Hoy que fui por mis pechugas, el pollero dijo que: “el mercado estaba llenito por ser el día de Lázaro”. Me puse sentimental, quizás porque miraba una montaña de pollos muertos frente a mí, pero también por otras cosas.
Lázaro es el poder de Cristo sobre la vida y sobre la muerte; es el milagro de la resurrección; la promesa de una vida eterna cuando veas de frente la compasión infinita en los ojos cansados de dios.
CORTE A:
Si alguien menciona a Lázaro, pienso inmediatamente en David Bowie. A través de la música, invoca su resurrección, un espejismo de él mismo que continúa en el imaginario popular. Su álbum póstumo me parece un fascinante truco de magia, un grimorio para abrir los túneles ocultos del universo, el pasaje seguro para llegar al otro lado.
(Suelo recordarlo en sus últimas fotografías, sonriente, a un lado de su familia, vestido como un elegante caballero inglés de piernas largas que todavía puede saltar).

David Bowie preparó Blackstar, su estrella negra, sin decirle a sus colaboradores que le quedaba poco tiempo de vida.
Un complicado ejercicio de imaginación: comprender la entereza de ese hombre para sonreírle a la huesuda, al árcano número trece, el que no puede nombrarse; Bowie convirtió su álbum en una despedida íntima, únicamente su familia sabía que era un último adiós. La paradoja es profunda: si la música fue su propósito vital, él mismo se encaró, consciente y creativamente, con el final.

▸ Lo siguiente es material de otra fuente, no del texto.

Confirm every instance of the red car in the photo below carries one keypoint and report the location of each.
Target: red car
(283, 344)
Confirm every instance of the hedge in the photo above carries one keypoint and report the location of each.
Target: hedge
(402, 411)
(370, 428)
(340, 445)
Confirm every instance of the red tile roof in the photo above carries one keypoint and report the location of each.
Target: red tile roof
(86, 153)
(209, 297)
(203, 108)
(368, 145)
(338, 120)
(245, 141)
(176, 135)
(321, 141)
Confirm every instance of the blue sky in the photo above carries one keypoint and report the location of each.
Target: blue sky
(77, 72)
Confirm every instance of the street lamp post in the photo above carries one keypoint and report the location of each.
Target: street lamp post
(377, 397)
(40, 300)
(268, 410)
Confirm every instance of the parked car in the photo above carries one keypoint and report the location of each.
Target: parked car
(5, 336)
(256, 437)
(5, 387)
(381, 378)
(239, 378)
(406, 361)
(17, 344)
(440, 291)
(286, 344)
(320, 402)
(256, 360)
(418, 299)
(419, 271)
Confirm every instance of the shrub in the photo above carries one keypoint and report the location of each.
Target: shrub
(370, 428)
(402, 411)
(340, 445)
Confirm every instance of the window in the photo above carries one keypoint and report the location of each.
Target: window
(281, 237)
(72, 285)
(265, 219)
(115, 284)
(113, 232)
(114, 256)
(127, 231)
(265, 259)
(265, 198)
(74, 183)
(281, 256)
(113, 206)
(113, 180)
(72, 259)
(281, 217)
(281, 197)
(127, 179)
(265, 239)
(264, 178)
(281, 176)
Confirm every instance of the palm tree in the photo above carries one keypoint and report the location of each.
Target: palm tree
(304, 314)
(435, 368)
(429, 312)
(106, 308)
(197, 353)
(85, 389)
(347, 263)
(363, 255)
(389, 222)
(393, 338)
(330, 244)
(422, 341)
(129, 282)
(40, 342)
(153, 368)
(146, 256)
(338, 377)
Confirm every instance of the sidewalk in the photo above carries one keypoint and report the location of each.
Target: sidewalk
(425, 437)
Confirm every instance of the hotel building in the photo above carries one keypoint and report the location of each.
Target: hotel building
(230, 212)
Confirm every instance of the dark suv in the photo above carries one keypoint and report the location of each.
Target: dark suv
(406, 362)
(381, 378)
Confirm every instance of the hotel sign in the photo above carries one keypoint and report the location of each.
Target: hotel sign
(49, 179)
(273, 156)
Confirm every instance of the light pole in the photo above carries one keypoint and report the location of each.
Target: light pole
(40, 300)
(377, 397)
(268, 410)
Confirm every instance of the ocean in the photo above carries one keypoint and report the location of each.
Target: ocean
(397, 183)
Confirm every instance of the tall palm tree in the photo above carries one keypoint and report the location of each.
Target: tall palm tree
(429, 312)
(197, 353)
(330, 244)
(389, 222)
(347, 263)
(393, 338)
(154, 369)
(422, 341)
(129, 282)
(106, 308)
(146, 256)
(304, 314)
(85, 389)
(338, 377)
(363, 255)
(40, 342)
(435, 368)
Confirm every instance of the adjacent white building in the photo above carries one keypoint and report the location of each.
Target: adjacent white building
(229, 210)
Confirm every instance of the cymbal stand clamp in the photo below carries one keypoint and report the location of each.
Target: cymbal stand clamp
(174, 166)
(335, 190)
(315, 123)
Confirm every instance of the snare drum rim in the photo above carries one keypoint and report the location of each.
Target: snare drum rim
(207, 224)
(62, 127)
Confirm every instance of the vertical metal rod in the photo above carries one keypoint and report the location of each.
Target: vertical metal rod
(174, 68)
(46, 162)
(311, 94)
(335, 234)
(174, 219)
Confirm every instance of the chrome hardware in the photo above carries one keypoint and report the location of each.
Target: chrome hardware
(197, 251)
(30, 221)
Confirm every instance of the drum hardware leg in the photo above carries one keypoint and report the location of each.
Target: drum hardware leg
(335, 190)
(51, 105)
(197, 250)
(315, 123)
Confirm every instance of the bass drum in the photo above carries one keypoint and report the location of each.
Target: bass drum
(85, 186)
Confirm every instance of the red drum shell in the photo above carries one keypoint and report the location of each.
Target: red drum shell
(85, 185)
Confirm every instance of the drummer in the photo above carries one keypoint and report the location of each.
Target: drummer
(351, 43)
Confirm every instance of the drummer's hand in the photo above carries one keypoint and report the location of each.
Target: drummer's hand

Blackstar no solo es un disco, sino un acto de alquimia donde transformó la finitud en un instante artístico.
Qué poder.
Creo, sinceramente, que arrostrar a la muerte es un artificio más valioso que dominar sobre la vida y la muerte.
En mis peores momentos —cuando me monté en ese burrito imaginado y obligado por el cáncer—, no tuve el valor, pero me descubrí desesperado y patético. Vamos, cuando David Bowie estaba muriendo, mi gran revelación fue que estaba lejos de una despedida tan grandiosa como la de él. Pero quise intentarlo.
El descubrimiento: ningún final espera.
Lázaro, el de Cristo y el de Bowie, me ponen triste. Y me cuesta trabajo pensar en otra cosa a lo largo del día.

CORTE A:
Entre las muchas cartas de Magic que atesoro (casi todas me obligan a pensar), hay una en mi top 225: Presencia de la Muerte. Me parece un encantamiento hermoso, una invocación sutil que transforma mi propio tablero en un teatro de lo efímero.
Me gusta creer que su color verde no simboliza un final, sino un renacimiento: cuando una criatura muere, su fuerza fluye hacia la siguiente. Es el ciclo de la vida hecho juego.
Como Lázaro, condenado a caminar la tierra anunciando el milagro de su resurrección; como Bowie, cuyo último álbum fue un guiño cifrado a la mortalidad. La muerte, en su paradoja más obvia, no es ausencia sino presencia activa: es el suelo del que brota la vida, quizás también es el silencio que da forma a la música.
La muerte no es un punto final, sino un umbral narrativo. Las cartas, la música, los pollos muertos del mercado —y obras como Blackstar— nos recuerdan que toda despedida contiene una semilla de continuidad. Lo que llamamos ‘muerte’ es, en realidad, otra forma de la existencia: un cambio de estado, un tránsito de energía. Bowie lo supo, Lázaro lo padeció, y en el tablero de juego lo celebramos.
Morir no es desaparecer; es ceder turno.